When companies do have Fiduciary Liability insurance, many buy just a small amount such as $1 million of coverage. In some cases, the legal fees alone to defend these suits can far exceed that total. And many settlements have been much higher: $12 million by Fidelity in 2014, $31 million by Massachusetts Mutual in 2016, and $3 million by New York Life in February 2017.
Over the past two years, similar cases have been brought against more than 20 other money managers, including Morgan Stanley, JP Morgan, and Blackrock. In Crystal & Company’s view, more such litigation is likely. No small factor in this view is the following data point that emerged from an analysis of government filings by Bloomberg BNA: 92 of 100 large investment companies included their proprietary funds in the benefits programs they offered their employees.

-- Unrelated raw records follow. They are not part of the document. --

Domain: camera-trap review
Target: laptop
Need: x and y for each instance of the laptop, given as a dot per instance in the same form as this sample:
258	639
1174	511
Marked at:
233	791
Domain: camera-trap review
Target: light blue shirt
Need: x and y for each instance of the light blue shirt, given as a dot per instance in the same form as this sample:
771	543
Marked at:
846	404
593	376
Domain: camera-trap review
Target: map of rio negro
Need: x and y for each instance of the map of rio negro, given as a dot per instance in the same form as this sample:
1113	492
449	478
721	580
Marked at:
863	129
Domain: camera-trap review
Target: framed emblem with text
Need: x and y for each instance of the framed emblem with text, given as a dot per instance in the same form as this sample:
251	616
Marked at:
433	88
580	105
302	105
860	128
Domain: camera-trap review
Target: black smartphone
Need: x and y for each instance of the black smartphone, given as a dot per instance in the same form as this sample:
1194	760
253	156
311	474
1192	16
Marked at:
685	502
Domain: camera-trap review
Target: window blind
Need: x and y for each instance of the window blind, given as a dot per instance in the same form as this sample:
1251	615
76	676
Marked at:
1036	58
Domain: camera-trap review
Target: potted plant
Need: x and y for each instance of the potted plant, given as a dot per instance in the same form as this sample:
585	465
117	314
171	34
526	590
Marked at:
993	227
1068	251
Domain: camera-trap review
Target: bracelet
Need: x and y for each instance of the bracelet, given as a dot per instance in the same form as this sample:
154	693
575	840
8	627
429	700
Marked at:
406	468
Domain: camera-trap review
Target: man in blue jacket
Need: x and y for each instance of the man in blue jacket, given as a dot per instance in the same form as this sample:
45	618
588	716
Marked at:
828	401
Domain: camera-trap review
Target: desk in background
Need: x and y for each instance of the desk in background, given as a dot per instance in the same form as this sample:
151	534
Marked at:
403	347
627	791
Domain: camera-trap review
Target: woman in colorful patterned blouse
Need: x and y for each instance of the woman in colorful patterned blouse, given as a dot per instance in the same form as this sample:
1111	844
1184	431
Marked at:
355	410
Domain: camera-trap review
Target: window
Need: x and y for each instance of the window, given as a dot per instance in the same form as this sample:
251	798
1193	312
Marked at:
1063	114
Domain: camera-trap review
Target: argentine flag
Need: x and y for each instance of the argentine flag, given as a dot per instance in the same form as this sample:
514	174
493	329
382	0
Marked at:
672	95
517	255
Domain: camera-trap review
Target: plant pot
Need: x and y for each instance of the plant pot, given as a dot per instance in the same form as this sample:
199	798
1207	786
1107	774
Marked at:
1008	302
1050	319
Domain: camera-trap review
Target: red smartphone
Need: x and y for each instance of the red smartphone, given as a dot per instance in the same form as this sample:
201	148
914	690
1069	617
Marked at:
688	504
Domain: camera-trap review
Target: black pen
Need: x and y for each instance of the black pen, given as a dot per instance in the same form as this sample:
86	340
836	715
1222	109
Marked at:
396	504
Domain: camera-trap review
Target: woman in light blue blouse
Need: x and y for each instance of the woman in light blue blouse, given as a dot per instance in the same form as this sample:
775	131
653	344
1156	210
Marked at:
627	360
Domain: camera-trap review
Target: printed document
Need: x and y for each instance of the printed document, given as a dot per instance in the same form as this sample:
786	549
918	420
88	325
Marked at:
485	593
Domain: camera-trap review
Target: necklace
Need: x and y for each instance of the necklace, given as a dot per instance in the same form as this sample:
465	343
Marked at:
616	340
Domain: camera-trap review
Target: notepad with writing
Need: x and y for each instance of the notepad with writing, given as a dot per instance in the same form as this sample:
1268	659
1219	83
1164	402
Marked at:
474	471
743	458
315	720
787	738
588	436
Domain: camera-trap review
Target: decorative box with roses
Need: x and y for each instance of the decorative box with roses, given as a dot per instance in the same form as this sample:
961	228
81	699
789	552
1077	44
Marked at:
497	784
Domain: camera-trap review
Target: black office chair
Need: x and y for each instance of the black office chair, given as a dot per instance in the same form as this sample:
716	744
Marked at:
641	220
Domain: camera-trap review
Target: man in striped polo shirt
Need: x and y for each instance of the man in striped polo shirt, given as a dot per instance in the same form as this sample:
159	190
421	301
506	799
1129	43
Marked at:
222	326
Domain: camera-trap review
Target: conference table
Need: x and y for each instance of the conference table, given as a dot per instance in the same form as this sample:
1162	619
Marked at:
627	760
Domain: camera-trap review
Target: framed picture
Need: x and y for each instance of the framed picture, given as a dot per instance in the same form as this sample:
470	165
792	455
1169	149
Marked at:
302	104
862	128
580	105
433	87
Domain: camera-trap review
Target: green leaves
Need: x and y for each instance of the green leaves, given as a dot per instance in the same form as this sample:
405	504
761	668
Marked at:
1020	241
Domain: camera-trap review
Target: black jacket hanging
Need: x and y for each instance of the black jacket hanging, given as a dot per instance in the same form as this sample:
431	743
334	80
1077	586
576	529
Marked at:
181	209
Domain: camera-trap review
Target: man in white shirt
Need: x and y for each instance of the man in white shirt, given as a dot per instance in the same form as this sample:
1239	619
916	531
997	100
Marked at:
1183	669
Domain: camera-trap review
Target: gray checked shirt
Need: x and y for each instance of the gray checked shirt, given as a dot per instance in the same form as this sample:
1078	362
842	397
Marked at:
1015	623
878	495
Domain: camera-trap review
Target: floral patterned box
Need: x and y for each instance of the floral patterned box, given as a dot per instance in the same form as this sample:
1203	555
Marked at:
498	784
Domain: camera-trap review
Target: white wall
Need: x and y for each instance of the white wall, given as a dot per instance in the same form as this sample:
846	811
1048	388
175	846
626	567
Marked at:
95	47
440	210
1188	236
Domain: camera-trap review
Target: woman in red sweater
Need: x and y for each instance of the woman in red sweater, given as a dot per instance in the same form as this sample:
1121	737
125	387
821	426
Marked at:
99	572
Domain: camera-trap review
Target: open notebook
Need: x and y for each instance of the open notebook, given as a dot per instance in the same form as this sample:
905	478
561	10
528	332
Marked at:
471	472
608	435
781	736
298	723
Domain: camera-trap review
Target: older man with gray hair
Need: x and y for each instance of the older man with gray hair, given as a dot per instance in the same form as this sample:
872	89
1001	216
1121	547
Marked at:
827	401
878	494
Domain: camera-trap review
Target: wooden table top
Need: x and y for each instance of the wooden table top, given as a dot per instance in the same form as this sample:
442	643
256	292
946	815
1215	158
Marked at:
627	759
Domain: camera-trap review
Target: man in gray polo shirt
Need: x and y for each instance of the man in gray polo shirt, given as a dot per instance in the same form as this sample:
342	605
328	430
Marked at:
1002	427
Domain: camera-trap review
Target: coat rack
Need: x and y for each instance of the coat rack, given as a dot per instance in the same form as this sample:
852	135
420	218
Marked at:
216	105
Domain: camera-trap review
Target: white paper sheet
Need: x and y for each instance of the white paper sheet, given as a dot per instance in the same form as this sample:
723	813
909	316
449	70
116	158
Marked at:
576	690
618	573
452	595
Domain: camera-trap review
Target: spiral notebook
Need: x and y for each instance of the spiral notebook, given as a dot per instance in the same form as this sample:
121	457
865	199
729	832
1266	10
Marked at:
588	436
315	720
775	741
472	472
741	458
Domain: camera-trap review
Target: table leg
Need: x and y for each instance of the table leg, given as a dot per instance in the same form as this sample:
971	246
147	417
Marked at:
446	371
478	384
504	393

Under the Employee Retirement Income Security Act of 1974 (ERISA), companies must design their benefit plans prudently and solely in the interest of participants. Most of these lawsuits charge that by including proprietary funds, these plans engage in improper self-dealing. Some claim that plans hide excessive fees through multi-layering techniques in which one fund invests in another fund managed by the company. Companies can, however, buy Fiduciary Insurance on behalf of employees that will cover the cost of certain ERISA fines, as well as judgments and settlements.
Not all Fiduciary Insurance policies are the same. As always, it is imperative that to check the details of these particular policies as part of an annual review of all insurance coverage.